Last Tuesday’s selection was Aaron Coleman’s “Another Strange Land: Downpour off Cape Hatteras (March 1864),” which he dedicates to “my ancestor in the Pennsylvania 25th Colored Infantry aboard the Suwanee.”

Coleman tells a gripping story, partly based on an historic event — a Civil War ship with a crew of former slaves being crushed by a storm — using the rhythmic, sensory language of poetry to immerse the reader in the moment-by-moment struggle for survival. 

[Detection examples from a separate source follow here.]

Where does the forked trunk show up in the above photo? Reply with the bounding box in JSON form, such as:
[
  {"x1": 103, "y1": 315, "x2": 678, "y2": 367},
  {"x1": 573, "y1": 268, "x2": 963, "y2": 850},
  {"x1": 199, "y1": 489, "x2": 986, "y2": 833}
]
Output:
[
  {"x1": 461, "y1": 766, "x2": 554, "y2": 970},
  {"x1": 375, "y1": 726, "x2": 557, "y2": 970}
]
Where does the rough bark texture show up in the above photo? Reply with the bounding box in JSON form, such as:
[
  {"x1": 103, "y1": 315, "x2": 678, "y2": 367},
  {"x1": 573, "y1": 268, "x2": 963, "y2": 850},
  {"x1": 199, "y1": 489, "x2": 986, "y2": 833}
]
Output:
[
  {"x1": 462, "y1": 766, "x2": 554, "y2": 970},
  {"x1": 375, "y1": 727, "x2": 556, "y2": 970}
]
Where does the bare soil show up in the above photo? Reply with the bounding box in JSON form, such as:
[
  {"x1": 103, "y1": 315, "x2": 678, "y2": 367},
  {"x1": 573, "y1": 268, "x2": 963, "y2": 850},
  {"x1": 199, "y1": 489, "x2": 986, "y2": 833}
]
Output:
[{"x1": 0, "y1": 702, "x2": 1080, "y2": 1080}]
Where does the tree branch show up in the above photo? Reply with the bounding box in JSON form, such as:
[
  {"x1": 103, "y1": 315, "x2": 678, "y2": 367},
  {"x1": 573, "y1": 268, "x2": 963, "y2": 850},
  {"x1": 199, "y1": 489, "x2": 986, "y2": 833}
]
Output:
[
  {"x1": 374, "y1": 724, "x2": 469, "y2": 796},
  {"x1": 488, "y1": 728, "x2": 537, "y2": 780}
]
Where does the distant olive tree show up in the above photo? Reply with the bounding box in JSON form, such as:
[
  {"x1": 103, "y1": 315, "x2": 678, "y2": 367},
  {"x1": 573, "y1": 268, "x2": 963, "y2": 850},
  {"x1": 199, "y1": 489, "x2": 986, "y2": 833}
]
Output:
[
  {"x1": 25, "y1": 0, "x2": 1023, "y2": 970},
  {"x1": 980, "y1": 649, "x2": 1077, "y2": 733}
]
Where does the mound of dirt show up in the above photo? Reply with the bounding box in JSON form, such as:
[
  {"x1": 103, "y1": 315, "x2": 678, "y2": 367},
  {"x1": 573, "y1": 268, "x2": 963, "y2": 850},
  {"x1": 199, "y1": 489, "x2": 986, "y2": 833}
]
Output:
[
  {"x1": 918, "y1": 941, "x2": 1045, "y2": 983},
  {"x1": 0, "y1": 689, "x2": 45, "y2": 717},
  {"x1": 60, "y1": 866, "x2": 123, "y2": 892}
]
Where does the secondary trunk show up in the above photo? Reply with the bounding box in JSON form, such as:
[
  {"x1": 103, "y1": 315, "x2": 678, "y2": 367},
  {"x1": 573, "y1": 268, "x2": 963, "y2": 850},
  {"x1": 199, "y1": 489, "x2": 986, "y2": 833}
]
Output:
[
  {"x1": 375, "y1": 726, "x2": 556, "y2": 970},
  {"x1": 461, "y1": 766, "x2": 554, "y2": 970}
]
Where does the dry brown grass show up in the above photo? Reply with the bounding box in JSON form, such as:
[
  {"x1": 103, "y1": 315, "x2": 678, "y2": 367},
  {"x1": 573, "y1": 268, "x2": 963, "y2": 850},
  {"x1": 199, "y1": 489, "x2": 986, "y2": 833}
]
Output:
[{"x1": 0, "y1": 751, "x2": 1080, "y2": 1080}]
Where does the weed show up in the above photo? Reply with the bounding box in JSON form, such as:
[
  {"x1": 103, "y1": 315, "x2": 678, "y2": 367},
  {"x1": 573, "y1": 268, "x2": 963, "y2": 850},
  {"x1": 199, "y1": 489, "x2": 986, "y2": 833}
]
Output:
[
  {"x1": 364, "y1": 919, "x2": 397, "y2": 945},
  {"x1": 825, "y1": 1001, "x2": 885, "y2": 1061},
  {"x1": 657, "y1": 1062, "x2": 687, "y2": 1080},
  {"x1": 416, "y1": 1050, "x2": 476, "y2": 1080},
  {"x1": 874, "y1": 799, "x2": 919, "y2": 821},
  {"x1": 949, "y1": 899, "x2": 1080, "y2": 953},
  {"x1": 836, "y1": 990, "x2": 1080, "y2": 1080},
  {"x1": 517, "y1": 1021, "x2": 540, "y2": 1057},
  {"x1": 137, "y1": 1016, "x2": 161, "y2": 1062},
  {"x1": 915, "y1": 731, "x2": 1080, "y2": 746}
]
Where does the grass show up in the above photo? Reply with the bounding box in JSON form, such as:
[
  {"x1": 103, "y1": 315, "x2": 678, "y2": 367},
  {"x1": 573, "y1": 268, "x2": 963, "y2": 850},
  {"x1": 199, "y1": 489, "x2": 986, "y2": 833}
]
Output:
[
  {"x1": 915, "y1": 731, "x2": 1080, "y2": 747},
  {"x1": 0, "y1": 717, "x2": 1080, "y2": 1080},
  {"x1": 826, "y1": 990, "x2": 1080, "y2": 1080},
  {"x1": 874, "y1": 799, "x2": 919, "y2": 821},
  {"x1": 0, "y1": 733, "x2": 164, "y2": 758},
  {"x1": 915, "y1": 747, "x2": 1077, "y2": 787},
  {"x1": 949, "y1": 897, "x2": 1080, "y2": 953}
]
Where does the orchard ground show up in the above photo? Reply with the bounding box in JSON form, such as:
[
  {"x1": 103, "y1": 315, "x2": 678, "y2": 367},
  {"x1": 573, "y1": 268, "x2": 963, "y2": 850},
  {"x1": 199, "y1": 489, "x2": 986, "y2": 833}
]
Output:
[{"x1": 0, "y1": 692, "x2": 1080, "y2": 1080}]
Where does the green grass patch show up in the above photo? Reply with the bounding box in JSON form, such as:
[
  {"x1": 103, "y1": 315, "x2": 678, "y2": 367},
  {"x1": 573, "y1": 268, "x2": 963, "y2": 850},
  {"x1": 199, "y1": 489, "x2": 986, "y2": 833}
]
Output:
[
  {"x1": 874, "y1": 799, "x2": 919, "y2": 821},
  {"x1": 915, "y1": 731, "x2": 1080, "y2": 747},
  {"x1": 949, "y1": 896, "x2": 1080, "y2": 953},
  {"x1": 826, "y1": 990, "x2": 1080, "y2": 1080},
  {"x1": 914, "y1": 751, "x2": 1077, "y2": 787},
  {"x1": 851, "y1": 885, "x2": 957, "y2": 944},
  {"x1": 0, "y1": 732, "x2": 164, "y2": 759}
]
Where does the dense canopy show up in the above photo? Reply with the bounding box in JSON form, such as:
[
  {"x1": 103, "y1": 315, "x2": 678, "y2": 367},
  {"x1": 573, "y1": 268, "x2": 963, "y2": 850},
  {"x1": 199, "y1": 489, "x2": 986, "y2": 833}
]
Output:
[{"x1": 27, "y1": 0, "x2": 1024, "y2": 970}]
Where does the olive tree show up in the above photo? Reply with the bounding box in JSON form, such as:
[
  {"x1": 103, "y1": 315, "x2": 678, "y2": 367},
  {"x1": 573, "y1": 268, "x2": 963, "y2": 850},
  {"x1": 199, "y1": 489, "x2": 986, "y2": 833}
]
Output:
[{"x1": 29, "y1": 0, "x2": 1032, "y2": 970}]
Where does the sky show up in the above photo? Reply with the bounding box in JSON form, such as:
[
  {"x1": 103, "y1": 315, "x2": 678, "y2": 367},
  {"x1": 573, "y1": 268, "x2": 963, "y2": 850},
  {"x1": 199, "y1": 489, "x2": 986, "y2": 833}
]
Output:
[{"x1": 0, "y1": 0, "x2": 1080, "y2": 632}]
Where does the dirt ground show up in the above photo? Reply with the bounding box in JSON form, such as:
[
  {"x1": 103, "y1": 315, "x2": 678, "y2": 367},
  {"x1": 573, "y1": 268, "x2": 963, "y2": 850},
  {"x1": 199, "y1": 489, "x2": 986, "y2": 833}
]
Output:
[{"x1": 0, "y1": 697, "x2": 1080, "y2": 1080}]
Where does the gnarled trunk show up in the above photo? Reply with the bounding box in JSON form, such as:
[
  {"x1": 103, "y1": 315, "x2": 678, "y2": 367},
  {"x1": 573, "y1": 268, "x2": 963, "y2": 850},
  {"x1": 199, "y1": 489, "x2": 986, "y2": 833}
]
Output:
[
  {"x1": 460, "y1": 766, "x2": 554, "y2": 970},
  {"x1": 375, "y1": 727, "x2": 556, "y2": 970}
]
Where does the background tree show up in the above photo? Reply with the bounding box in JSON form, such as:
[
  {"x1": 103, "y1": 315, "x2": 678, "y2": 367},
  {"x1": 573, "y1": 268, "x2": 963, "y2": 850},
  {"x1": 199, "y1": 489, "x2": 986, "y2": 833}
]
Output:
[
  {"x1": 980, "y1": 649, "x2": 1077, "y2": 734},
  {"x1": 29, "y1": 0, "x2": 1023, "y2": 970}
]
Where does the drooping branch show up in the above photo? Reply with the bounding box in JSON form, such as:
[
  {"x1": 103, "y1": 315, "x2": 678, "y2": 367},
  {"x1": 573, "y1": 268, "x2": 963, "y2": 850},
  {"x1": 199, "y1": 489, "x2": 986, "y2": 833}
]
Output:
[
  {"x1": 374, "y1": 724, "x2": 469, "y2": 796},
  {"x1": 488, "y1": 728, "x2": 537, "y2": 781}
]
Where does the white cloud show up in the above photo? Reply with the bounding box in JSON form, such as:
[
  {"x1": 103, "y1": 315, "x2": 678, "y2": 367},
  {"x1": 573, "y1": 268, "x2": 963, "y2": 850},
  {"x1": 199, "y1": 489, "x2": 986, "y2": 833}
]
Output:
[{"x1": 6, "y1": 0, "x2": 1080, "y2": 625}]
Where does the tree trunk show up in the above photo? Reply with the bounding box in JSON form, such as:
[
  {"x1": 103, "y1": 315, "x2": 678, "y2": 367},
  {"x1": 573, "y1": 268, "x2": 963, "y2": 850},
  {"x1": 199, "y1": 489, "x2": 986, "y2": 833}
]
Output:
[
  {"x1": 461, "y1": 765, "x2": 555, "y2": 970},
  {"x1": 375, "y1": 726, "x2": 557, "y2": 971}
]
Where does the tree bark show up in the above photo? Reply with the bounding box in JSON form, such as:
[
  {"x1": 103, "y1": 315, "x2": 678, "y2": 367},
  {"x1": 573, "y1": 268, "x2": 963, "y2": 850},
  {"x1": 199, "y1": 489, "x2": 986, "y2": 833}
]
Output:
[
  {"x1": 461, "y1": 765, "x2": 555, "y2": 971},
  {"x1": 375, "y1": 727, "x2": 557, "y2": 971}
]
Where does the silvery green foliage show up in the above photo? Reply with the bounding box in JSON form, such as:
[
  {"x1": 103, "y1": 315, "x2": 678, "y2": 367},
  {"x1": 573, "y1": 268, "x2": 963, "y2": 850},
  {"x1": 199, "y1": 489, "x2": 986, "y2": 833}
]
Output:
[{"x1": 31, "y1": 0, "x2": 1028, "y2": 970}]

As the storm rises, the narrator says,  “I grab a bucket. You grab a bucket. We the 25th Pennsylvania Colored Infantry, newly formed and too alive and close to free to sink below this midnight water.” The concluding line may be the poet’s own voice, saying, “I will not drown.”

On Saturday, Mojave poet and MacArthur Fellow Natalie Diaz read her poem, “Lake-loop,” a sensuous evocation of a sacred land in geophysical language. In “About This Poem,” Diaz writes that it reflects “the idea that this country tried to give us no space to exist, yet we made that space, and make it still …. We are tectonic, and ready.”

Poem-a-Day invites readers to select poems from its Poets.org collection for a special series, “Shelter in Poems,” poems selected for consolation and uplift during this time of physical distancing and pandemic. Among this growing collection are works by Maya Angelou, Emily Dickinson, and  Mahogany L. Browne, whose performance of her poem “Black Girl Magic” was featured on the PBS NewsHour. In “Gate A-4,” Arab-American poet Naomi Shihab Nye recreates a moment of bonding among strangers and concludes, “This can still happen anywhere. Not everything is lost.”